A provocare ufficialmente la defezione della giovane, passata al Likud, è stata la decisione del ministro della Salute, Nitzan Horowitz, di applicare una sentenza della Corte Suprema del 2020 che permette ai visitatori negli ospedali di portare del cibo lievitato ai pazienti ricoverati durante il periodo pasquale, in contrasto con le prescrizioni religiose.

Silman, quarantuno anni, che era oltretutto la capogruppo della coalizione, ha auspicato la formazione di un nuovo blocco di destra, senza dover tornare alle urne, al posto di quello attuale, che raccoglie otto partiti distribuiti lungo tutto lo spettro politico uniti principalmente dalla volontà di scalzare Benjamin Netanyahu dalle redini del potere nelle elezioni dello scorso anno.

Bennet ha accusato il suo rivale e i suoi sostenitori di aver esercitato pressioni persecutorie su Silman, al punto da farla crollare.

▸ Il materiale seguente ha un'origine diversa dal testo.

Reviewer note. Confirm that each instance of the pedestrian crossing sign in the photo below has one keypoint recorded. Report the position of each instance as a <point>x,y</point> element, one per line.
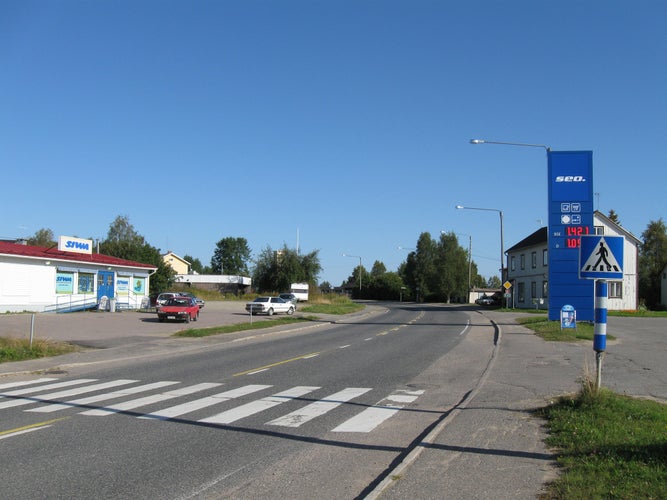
<point>601,257</point>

Secondo diversi analisti tuttavia la vera ragione del clamoroso voltagabbana non risiederebbe né nella disputa sul cibo lievitato né nella manipolazione psicologica, ma invece sarebbe partita dalla polemica sulla sicurezza.

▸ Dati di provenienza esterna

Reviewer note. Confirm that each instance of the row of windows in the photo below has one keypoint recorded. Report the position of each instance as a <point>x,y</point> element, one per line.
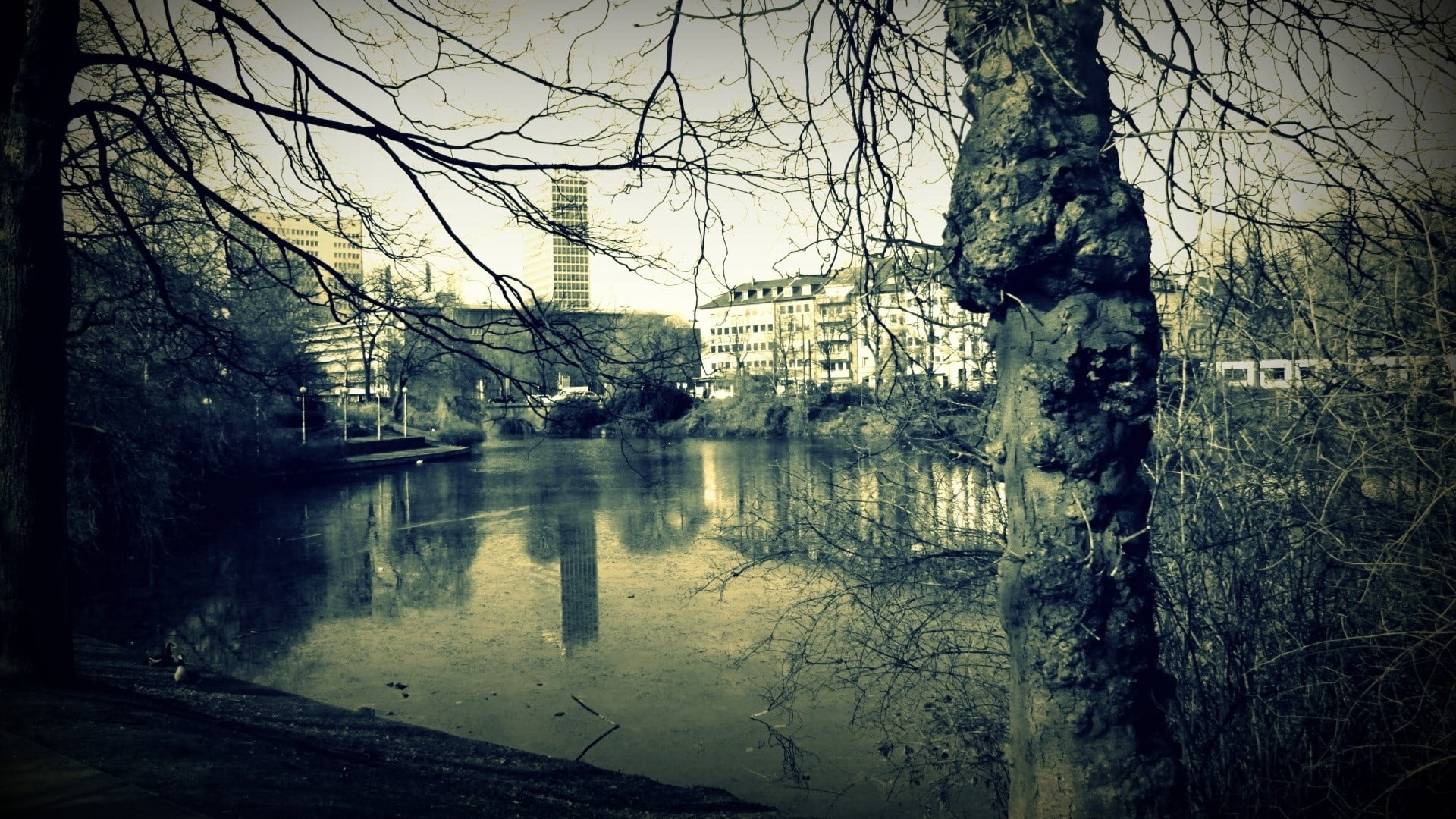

Gli attentati in territorio israeliano, rivendicati dallo Stato islamico, hanno spinto le comunità più conservatrici, come quella da cui proviene la parlamentare, a criticare il governo ritenuto troppo lasco in materia di sicurezza e a premere per un cambio di esecutivo orientato maggiormente a destra.

Si riaffaccia ora per la società israeliana l’incubo delle elezioni, che sarebbero le quinte in soli tre anni: basterebbe infatti appena un altro cambio di casacca perché le opposizioni possano indire una nuova tornata alle urne.

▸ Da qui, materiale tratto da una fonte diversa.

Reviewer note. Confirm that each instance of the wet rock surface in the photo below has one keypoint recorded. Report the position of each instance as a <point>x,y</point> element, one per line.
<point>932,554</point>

La crisi politica rischia intanto di complicare ulteriormente le relazioni con i palestinesi: Bennett da mesi aveva già respinto i tentativi degli Stati Uniti di organizzare un incontro con l’Autorità palestinese citando la fragilità della tenuta del governo e l’evento appare ora più che mai irrealizzabile.

Poiché diversi terroristi che hanno colpito recentemente erano originari della Cisgiordania, il governo potrebbe essere inoltre spinto a mostrarsi più intransigente e restrittivo, imponendo limitazioni di movimenti o di altro tipo che potrebbero provocare nuove rivolte come quelle della primavera dell’anno passato.

Sullo sfondo incombe inoltre la questione dell’accordo sul nucleare iraniano, le cui negoziazioni si stanno svolgendo in questi giorni: le necessità di politica interna potrebbero spingere l’attuale governo, dovesse rimanere in carica, o un nuovo esecutivo a scegliere l’opzione militare per affrontare la minaccia.